This story is obviously far from my mind right now. There are other things that I'm worried about -- like the funeral I in a few hours and the conversation I had with my brother yesterday. He has been released and I'm still uncertain what to do and think about these events. I suppose one can never really know. I tried to disctract myself with literature this afternoon. After all, ppb had suggested bibliotherapy. I started reading Mary Gordon's new book Circling My Mother recently. So I induldged in my favorite luxury -- sipping coffee while people watching in a local coffee shop and reading a good book. I people watch perhaps more than I read. I was distracted by the very cute young man on his laptop who plopped himself right in front of me. And yet, I absorbed one line from my book:
I am miserable, but I learn something very important, that it will be one of the important jobs of my life to honor mourning. To acknowledge that the work of mourning is an honorable job, to insist that its wages be paid, that it be given its due.
The author is referring to her father's death when she was 12 years old -- but this line is true for me. It is my life work. Perhaps it is even my call. It is also my brother's work. Today he told me that he is finally ready to make this his work. He knows now that he must confront the grief of my mother's death when he was only 5 years old. It's painful and it's hard -- but this is the work that we must do.
I'm beginning to really posit the idea that this might be my call. I will preach a sermon about this just after Thanksgiving. This is actually why I picked up this book originally. The topic of grief has been the focus of most of my theological studies. It is what I'm working hardest to figure out. And now, I'm wondering how I share this with those that I serve. I have not told anyone in the church that this is happening in my life. I don't want to bleed all over them. I don't want them to feel that they need to take care of me. And yet, I feel that there is something that moves me toward offering my experience as a witness to these tragic things that we don't understand. In an ideal world, I could model how one handles these tragedies.
I won't tell the whole congregation -- not in my sermon, not in the prayers, not in any moment in worship. That doesn't feel right -- but there does seem to be an opportunity to share with a few. The natural assumption would be the Pastor Parish Relations people. This is an unsafe committee to me. They were established before I arrived and serve both the SP and me. They are in the midst of creating a review process for us -- and I just don't trust them. A colleague suggested that perhaps I form my own support group in the life of the church. Not a separate PPR, but a group of people that I can process with. A group that I can talk about my grief and my pain. A group that I handpick to be church for me. Will this alienate the SP? Is it wise to even ask the question to him that I am thinking about this? Would this create too much friction? Or would this be the first step toward actually caring for myself as a pastor (and having the church care for me)?
5 comments:
Not sure, but thinking about it. The problem is in the system; what sort of workaround would accomplish what you, and all of us in ministry, need?

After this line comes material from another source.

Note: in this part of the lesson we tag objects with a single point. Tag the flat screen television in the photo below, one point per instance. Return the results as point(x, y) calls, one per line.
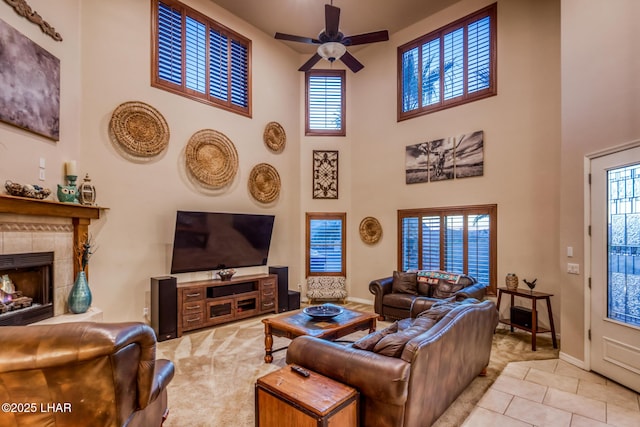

i'm wondering if you've read the book "The Year of Magical Thinking" by Joan Didion. I was listening to that book right before some very tragic deaths in my congregation and it gave me some powerful insight into grief. It is quite raw and may or may not be something helpful to you, but... it came to mind as I was reading this post.
i have never been able to share with my personnel committee (such as it is) the hardest stuff I'm going through. i haven't formed another group, but I have shared somewhat organically in safe circles as the opportunity has presented itself. In the session (the governing board), in the women's circle, even loosely in youth group, with morning Bible Study, with several caring individuals- never leaning on the church groups too heavily, but letting them in and inviting their prayerful support.
This has worked out pretty well for me. I've had to navigate the insensitive things that sometimes get said, but overall it has had the effect of increasing sensitivity on the part of the congregation as a whole. And... I think, maybe it lets people know that I am acquainted with suffering.
Blessings as you discern how best to be open within the congregation about the work you're doing.
and blessings on your brother as he reintegrates and does the hard, hard work ahead.
i read magical thinking this weekend. thought it would destroy me but it didn't at all. i feel similarly about my call around grief and witnessing to it and mourning...damn i wish i could have more time with you. interesting questions you raise about a support group in the church. am not so sure about it...i just suck at negotiating the boundaries around this stuff.
pastor - great entry. i will be using that quotation. i find that to minister in my congregation is to understand grieving. it is one of the hardest things for folks to accept and yet we are called to.
as for the pastor group - the pastor i work for's best friend committed suicide in february and he mentioned it in his sermon the first sunday after his death. he continues to mention it often in sermons, meetings, and the like. i do not know if he is trying to de-stigmatize the disease of depression and the sad reality of suicides or if he just needs the church to understnad from where he comes. either way, that is how he is grieving - without a group, but just being open with all about what is happening.
i have read joan didion's book. i read it when it came out two years ago. it was a big part of my thesis in seminary. it names truth -- which is why we need writers. they name things we already know to be true.